I also tried sapply, to cycle over all the values of x and y used for lines on the df iteratively, but most values become +ve for a limit but false for other values.

enter image description here Thanks

1

There are 1 best solutions below

16
On

I will speak about your initial volcano-type-graph problem and not the made up one because they are totally different.

So I really thought this a lot and I believe I reached a solid conclusion. There are two options: 1. You know the equations of the lines, which would be really easy to work with. 2. You do not know the equation of the lines which means we need to work with an approximation.

Some geometry:

The function shows the equation of a line. For a given pair of coordinates (x, y), if y > the right hand side of the equation when you pass x in, then the point is above the line else below the line. The same concept stands if you have a curve (as in your case).

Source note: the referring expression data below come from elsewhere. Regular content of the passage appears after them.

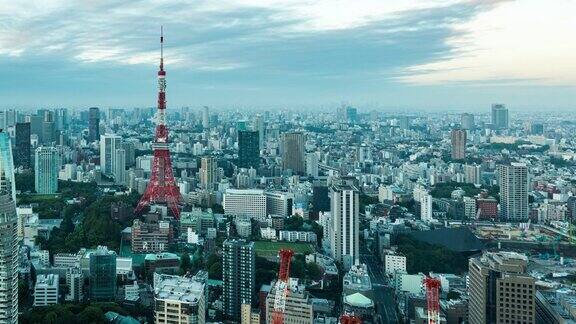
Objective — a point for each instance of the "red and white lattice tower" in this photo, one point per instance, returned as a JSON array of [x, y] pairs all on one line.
[[349, 319], [281, 286], [433, 299], [162, 188]]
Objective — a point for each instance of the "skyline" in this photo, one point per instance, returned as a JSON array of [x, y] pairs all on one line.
[[448, 54]]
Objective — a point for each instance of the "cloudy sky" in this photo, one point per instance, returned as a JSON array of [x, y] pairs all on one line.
[[391, 54]]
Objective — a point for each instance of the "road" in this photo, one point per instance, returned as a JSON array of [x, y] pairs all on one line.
[[384, 295]]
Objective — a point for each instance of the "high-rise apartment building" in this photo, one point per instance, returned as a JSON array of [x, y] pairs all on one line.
[[46, 290], [248, 149], [8, 258], [261, 129], [46, 167], [7, 180], [467, 121], [208, 172], [206, 117], [22, 146], [458, 137], [102, 274], [345, 224], [179, 299], [293, 152], [513, 180], [93, 124], [238, 270], [500, 290], [109, 143], [500, 118], [298, 308]]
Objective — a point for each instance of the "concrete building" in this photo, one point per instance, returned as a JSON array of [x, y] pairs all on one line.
[[250, 202], [344, 239], [179, 299], [500, 118], [467, 121], [151, 237], [8, 258], [93, 124], [238, 272], [293, 152], [513, 180], [394, 262], [298, 306], [74, 283], [46, 290], [46, 168], [500, 291], [102, 274], [208, 172], [109, 143], [248, 149], [458, 138]]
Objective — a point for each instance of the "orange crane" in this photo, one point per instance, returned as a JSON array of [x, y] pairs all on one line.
[[281, 286], [349, 319]]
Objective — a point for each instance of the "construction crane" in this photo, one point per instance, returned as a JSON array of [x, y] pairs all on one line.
[[433, 299], [281, 286], [349, 319]]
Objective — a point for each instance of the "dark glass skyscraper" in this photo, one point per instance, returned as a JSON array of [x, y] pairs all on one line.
[[94, 124], [248, 149], [22, 145]]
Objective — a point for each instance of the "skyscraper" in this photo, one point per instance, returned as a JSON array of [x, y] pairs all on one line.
[[8, 259], [344, 208], [46, 169], [458, 137], [513, 180], [206, 117], [208, 172], [499, 116], [22, 146], [119, 166], [238, 270], [8, 235], [467, 121], [293, 152], [248, 149], [7, 165], [102, 274], [500, 290], [109, 143], [260, 128], [93, 124]]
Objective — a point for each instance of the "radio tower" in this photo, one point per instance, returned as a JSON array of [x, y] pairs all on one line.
[[432, 299], [162, 188]]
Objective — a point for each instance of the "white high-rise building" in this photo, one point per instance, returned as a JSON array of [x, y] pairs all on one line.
[[179, 299], [344, 208], [109, 143], [119, 166], [8, 239], [46, 290], [46, 169], [312, 164], [250, 202], [513, 180]]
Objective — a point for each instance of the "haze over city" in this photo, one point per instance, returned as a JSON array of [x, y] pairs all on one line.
[[449, 54]]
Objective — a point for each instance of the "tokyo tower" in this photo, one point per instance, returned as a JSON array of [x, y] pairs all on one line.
[[162, 188]]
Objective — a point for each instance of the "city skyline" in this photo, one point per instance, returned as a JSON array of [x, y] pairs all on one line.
[[422, 54]]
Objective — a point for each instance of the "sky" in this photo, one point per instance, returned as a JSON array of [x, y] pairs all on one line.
[[384, 54]]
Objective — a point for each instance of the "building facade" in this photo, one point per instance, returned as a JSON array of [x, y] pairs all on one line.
[[238, 271], [345, 224], [46, 167]]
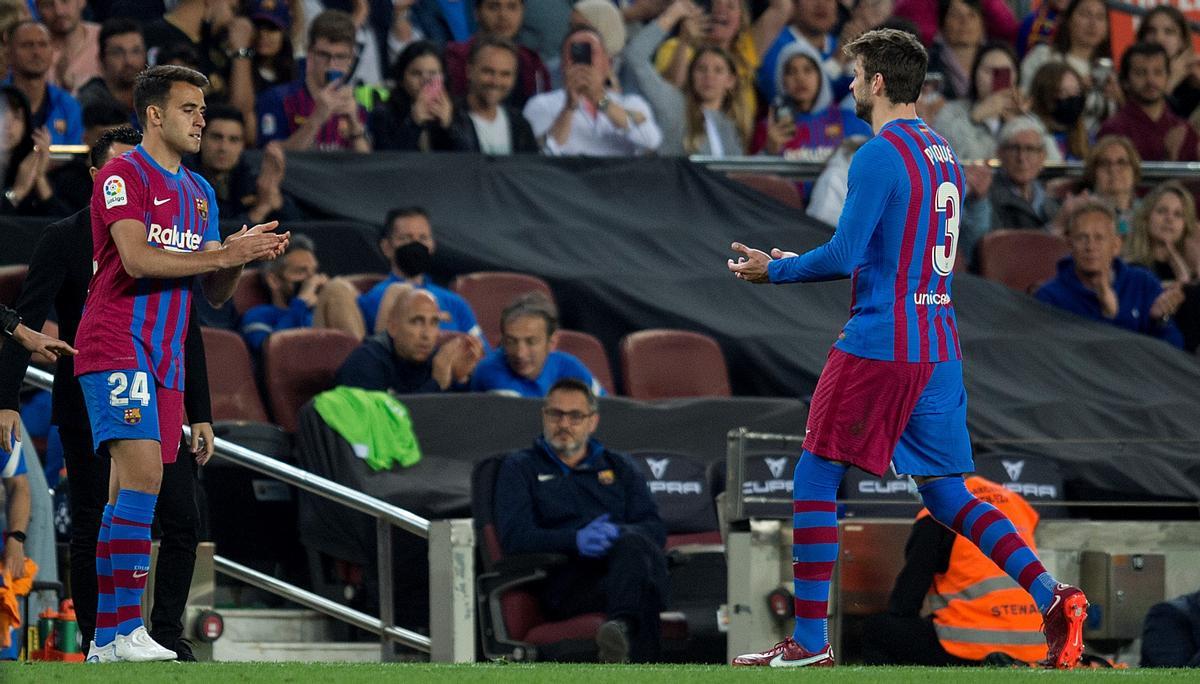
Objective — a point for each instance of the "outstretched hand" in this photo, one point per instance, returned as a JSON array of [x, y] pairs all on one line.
[[751, 265]]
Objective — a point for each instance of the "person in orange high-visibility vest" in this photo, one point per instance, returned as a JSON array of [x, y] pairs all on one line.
[[975, 609]]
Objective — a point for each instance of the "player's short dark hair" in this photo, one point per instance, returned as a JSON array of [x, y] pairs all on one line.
[[531, 304], [576, 385], [400, 213], [103, 144], [496, 42], [1143, 49], [222, 112], [297, 243], [154, 85], [334, 25], [1085, 208], [118, 27], [103, 113], [897, 55]]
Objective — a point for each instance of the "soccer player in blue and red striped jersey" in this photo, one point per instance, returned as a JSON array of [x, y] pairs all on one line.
[[892, 388], [154, 227]]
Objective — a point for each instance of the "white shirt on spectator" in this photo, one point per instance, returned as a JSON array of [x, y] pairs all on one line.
[[495, 137], [594, 136]]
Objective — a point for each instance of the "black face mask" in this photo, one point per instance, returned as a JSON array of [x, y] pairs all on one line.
[[413, 259], [1068, 109]]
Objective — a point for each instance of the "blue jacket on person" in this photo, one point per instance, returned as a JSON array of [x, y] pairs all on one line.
[[1137, 291], [540, 503], [495, 375]]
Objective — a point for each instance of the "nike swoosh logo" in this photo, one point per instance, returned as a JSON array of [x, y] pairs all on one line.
[[778, 661]]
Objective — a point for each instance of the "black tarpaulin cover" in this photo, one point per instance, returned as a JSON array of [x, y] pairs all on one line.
[[634, 244]]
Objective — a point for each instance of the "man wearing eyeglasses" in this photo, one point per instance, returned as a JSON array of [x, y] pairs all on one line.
[[569, 493], [318, 112]]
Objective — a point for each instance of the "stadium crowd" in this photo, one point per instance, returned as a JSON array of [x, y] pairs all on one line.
[[649, 77]]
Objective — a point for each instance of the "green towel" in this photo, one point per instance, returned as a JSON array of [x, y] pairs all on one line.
[[375, 423]]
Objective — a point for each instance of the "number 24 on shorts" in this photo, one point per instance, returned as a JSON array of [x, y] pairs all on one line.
[[138, 389]]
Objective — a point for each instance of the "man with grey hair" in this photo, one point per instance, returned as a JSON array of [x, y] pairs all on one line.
[[1093, 282]]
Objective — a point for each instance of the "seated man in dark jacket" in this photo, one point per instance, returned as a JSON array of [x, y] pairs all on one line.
[[570, 495], [406, 359], [1097, 285]]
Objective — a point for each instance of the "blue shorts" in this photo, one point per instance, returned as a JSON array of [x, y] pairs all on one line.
[[870, 413], [131, 405]]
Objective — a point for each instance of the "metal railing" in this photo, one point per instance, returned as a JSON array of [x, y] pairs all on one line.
[[385, 515]]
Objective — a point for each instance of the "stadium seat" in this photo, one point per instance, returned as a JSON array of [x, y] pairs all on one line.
[[231, 377], [510, 619], [11, 279], [773, 186], [299, 364], [1020, 259], [490, 292], [250, 292], [588, 349], [666, 364]]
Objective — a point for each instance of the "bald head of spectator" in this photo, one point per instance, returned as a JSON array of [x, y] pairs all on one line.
[[413, 325]]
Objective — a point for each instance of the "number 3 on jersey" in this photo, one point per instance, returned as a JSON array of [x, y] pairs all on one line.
[[138, 389], [949, 204]]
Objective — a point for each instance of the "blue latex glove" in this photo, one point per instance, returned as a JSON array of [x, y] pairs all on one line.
[[595, 539]]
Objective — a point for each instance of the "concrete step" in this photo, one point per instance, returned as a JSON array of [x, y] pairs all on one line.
[[225, 651], [271, 625]]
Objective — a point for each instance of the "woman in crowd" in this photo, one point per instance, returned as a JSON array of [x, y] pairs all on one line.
[[705, 118], [1083, 42], [1167, 27], [418, 114], [804, 124], [957, 45], [1111, 172], [727, 27], [1057, 100], [27, 153], [971, 124], [1164, 240]]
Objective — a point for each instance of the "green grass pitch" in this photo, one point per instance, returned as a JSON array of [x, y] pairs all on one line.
[[409, 672]]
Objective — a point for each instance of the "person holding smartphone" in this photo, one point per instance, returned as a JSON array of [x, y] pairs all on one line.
[[318, 112], [589, 115]]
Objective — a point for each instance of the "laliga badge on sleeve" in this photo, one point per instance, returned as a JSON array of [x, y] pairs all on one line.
[[114, 192]]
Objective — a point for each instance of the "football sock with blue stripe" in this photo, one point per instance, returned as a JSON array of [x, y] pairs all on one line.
[[130, 550], [952, 504], [106, 603], [814, 546]]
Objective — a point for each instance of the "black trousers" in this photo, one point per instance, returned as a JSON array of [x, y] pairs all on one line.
[[895, 640], [177, 522], [629, 583]]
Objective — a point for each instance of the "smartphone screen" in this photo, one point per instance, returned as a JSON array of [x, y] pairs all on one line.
[[581, 53], [1001, 78]]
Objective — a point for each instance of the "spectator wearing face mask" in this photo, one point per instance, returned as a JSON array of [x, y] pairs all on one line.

If you have the equations then it is easy to do the above in my code below and you are set. If not you need to make an approximation to the curve. To do that you will need the following code:

df=data.frame(x=seq(2,16,by=2),y=seq(2,16,by=2),lab=paste("label",seq(2,16,by=2),sep=''))

make_vector <- function(df) {  
lab <- vector()
for (i in 1:nrow(df)) {
  this_row <- df[i,]  #this will contain the three elements per row
  if ( (this_row[1] < max(line1x) & this_row[2] > max(line1y) & this_row[2] < a + b*this_row[1]) 
        |
        (this_row[1] > min(line2x) & this_row[2] > max(line2y) & this_row[2] > a + b*this_row[1]) ) {
    lab[i] <- this_row[3]
  } else {
    lab[i] <- <NA>
  }
}  
return(lab)
}
#this_row[1] = your x
#this_row[2] = your y
#this_row[3] = your label



df$labels <- make_vector(df)


plot(df[,1],df[,2])

# adding lines
lines(seq(1,15),seq(15,1),lwd=1, lty=2)

# adding labels
text(df[,1],df[,2],labels=df[,4],pos=3,col="red",cex=0.75)

The important bit is the function. Imagine that you have df as you created it with x,y and labs. You also will have a vector with the x,y coordinates for line1 and x,y coordinates for line2.

Let's see the condition of line1 only (the same exists for line 2 which is implemented on the code above):

this_row[1] < max(line1x) & this_row[2] > max(line1y) & this_row[2] < a + b*this_row[1]
#translates to:
#this_row[1] < max(line1x) = your x needs to be less than the max x (vertical line in graph below
#this_row[2] > max(line1y) = your y needs to be greater than the max y (horizontal line in graph below
#this_row[2] < a + b*this_row[1] = your y needs to be less than the right hand side of the equation (to have a point above i.e. left of the line) 
#check below what the line is

This will make something like the below graph (this is a bit horrible and also magnified but it is just a reference. Visualize it approximating your lines):

enter image description here

The above code would pick all the points in the area above the triangle and within the y=1 and x=1 lines.

Finally the equation:

Having 2 points' coordinates you can figure out a line's equation solving a system of two equations and 2 parameters a and b. (y = a +bx by replacing y,x for each point)

The 2 points to pick are the two points closest to the tangent of the first line (line1). Chose those arbitrarily according to your data. The closest to the tangent the better. Just plot the spots and eyeball.

Having done all the above you have your points with your labels (approximately at least).

And that is the only thing you can do!

Long talk but hope it helps.

P.S. I haven't tested the code because I have no data.